Hal ini membuat Jaemin menghela napasnya, ia menyesali keputusan awalnya dulu karena berakhir dengan air mata Renjun. Jaemin tak tau harus apa agar Renjun mau memaafkannya disaat bertemu dengannya saja Renjun tak sudi.
Dua hari yang lalu saja kedatangannya dengan membawa maaf malah mendapat jawaban berupa bantingan barang pada pintu kamar. Dan setelah ia bertanya pada nyonya Huang lewat mamanya. Jaemin tau kalau ternyata Renjun membanting biolanya hari itu.
Maka dari itu setelah pulang dari apartemen Mark, Jaemin memutuskan untuk pergi ke toko alat musik untuk membeli biola untuk Renjun. Sebagai ganti yang kemarin dibantingnya.

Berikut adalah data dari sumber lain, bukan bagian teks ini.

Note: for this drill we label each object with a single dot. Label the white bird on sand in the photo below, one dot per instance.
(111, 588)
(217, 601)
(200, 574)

Karena Jaemin merasa bersalah, sebab alasan Renjun membantingnya pasti karena begitu marah padanya.
"Jaemin, besok mama akan mulai mengangkut barang-barangnya ke rumah mama." Mama Na berujar antusias begitu melihat kedatangan Jaemin.
Sementara Jaemin hanya mengangguk. "Iya."
Dahi sang mama berkerut. "Kau tidak mau melihat hasil akhir rumah mama? Itu benar-benar sudah selesai, mama akan mulai tinggal disana."
"Iya ma, nanti aku akan melihatnya." Jawab Jaemin, mana mungkin ia tak ingin melihatnya.
Ia juga penasaran apa hasil akhirnya sesuai kemauan sang mama, dan apa perkiraan Renjun tepat tentang tempat itu? Jaemin ingat betapa yakinnya Renjun tentang hal itu, juga antusiasnya ia saat tau mama Jaemin setuju akan pendapatnya. Mengingat kalau dulu Renjun yang membantunya menemukan dan memilih lahan itu, sekarang membuat Jaemin sedih karena hubungan mereka jadi sekacau ini.
"Kau sakit Jaemin?" Mama Na menyentuh dahi dan leher Jaemin untuk mengecek suhu tubuh anaknya yang ternyata normal.
Jaemin menggeleng pelan. "Tidak, aku hanya kelelahan."
"Kau barusan dari mana saja memangnya?" Nyonya Na bertanya khawatir, jika anaknya kelelahan maka besok ia akan melarang anaknya membantu pekerjaannya.
"Ke rumah Renjun, lalu ke apartemen Mark dan toko alat musik." Jawab Jaemin seadanya, mengenai tempat pertama Jaemin tetap tak mendapat apapun. Selama ia berdiri di depan pintu kamar Renjun, anak itu benar-benar tak tertarik untuk menemuinya bahkan untuk memberinya tamparan.
"Untuk apa kau ke toko alat musik?" Tanya sang mama, agak aneh karena tau kalau putranya tak begitu tertarik dengan alat musik.
"Membeli biola untuk Renjun." Biolanya Jaemin tinggal di mobil, agar besok ia tidak lupa membawanya.
Lalu Jaemin berjalan menuju kamarnya. "Aku akan istirahat, besok lagi saja kita bicara soal kepindahanmu, Ma."
Dan nyonya Na di belakang sana hanya menatap kepergian Jaemin dengan lama, seolah ada yang ikut ia pikirkan.